Par un jugement n° 2000473 du 20 avril 2020, le tribunal administratif de Grenoble a admis provisoirement M. E au bénéfice de l’aide juridictionnelle et a rejeté sa demande.

II – Par une requête, enregistrée sous le n° 2000554, Mme B E a demandé au tribunal administratif de Grenoble d’annuler l’arrêté du 25 novembre 2019 par lequel le préfet de l’Isère a refusé de lui délivrer un titre de séjour, l’a obligée à quitter le territoire français dans un délai de trente jours et a fixé le pays de renvoi et de faire application des dispositions des articles L. 911-1 et L. 911-2 du code de justice administrative.

Par un jugement n° 2000554 du 20 avril 2020, le tribunal administratif de Grenoble a admis provisoirement Mme E au bénéfice de l’aide juridictionnelle et a rejeté sa demande.

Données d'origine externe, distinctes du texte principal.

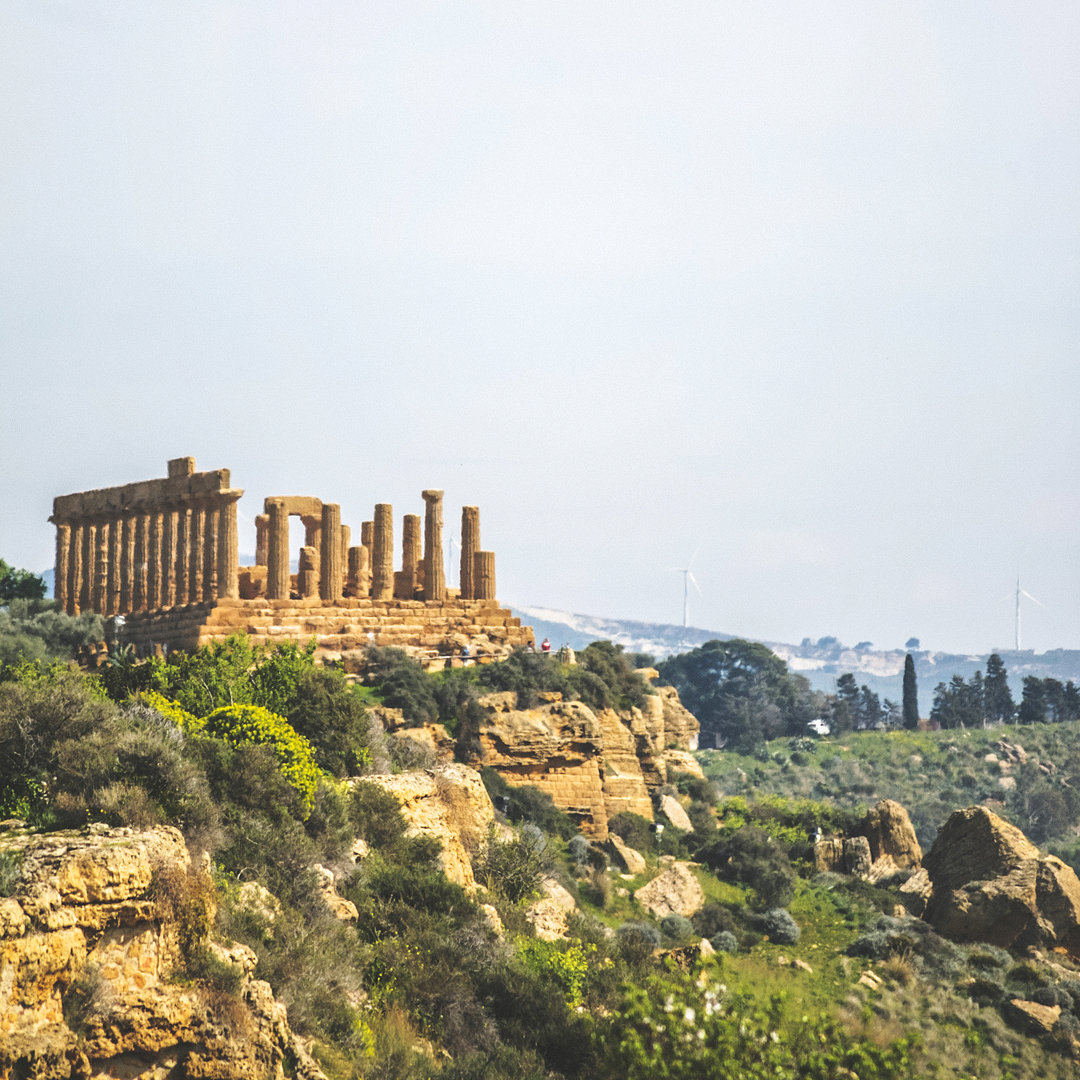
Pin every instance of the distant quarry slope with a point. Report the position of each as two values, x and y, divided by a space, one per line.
821 662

Procédure devant la cour :

I – Par une requête, enregistrée le 25 mai 2020 sous le n° 20LY01491, M. E, représenté par Me D, demande à la cour :

1°) d’annuler le jugement du 20 avril 2020 du tribunal administratif de Grenoble ;

2°) d’annuler pour excès de pouvoir l’arrêté du 25 novembre 2019 du préfet de l’Isère ;

3°) de faire application des dispositions de l’article L. 911-1 et L. 911-2 du code de justice administrative ;

4°) de mettre à la charge de l’Etat la somme de 1 500 euros en application des dispositions combinées de l’article 37 de la loi du 10 juillet 1991 relative à l’aide juridictionnelle et de l’article L. 761-1 du code de justice administrative.

Il soutient que :

Sur la légalité du refus de délivrance d’un titre de séjour :

— la décision a été prise par une autorité incompétente ;

— la décision est insuffisamment motivée ;

— l’autorité administrative n’est pas liée par l’avis du collège des médecins de l’Office français de l’immigration et de l’intégration (OFII) ; le préfet de l’Isère s’est estimé lié par l’avis du collège des médecins de l’OFII et n’a pas recherché l’existence de la possibilité de bénéficier de soins adéquats en Algérie ;

— la décision a méconnu l’article L. 312-2 du code de l’entrée et du séjour des étrangers et du droit d’asile dès lors que le préfet devait saisir la commission du titre de séjour avant de refuser la délivrance du titre de séjour sollicité ;

— la décision méconnaît le 7° de l’article 6 de l’accord franco-algérien du 27 décembre 1968 modifié dès lors que son état de santé nécessite des soins dont le défaut aurait des conséquences d’une exceptionnelle gravité ; l’absence de soins adéquats en Algérie a conduit à l’amputation d’une partie de son pied gauche ; depuis 2018, il est constamment soigné et se déplace en fauteuil roulant ; son diabète de type II n’a pas été diagnostiqué en Algérie ; tous les médecins qui le suivent attestent de la nécessité de sa présence en France ;

— la décision méconnaît l’article 3 de la convention européenne de sauvegarde des droits de l’homme et des libertés fondamentales en l’absence de traitement disponible en Algérie ;

— la décision est entachée d’une erreur manifeste d’appréciation pour les motifs précédemment évoqués et du fait que le préfet n’a pas fait usage de son pouvoir discrétionnaire en lui délivrant une autorisation provisoire de séjour renouvelable pendant la durée de son traitement ;

Sur la légalité de l’obligation de quitter le territoire français :

— cette décision est illégale en raison de l’illégalité affectant le refus de délivrance d’un titre de séjour ;

— la décision est entachée d’une erreur manifeste d’appréciation dès lors qu’il doit demeurer en France pour poursuivre ses soins ;

Sur la légalité de la décision relative à l’octroi d’un délai de départ volontaire :

— la décision est insuffisamment motivée ;

— la décision est entachée d’une erreur de droit dès lors que le préfet n’a pas procédé à un examen particulier de sa situation ;

— la décision est entachée d’une erreur manifeste d’appréciation dès lors que la particularité de sa situation médicale justifiait que lui soit accordée une prorogation de son délai de départ volontaire ;

Sur la légalité de la décision fixant le pays de renvoi :

— la décision sera annulée par voie de conséquence de l’annulation du refus de délivrance d’un titre de séjour, de l’obligation de quitter le territoire français et de la décision fixant le délai de départ volontaire.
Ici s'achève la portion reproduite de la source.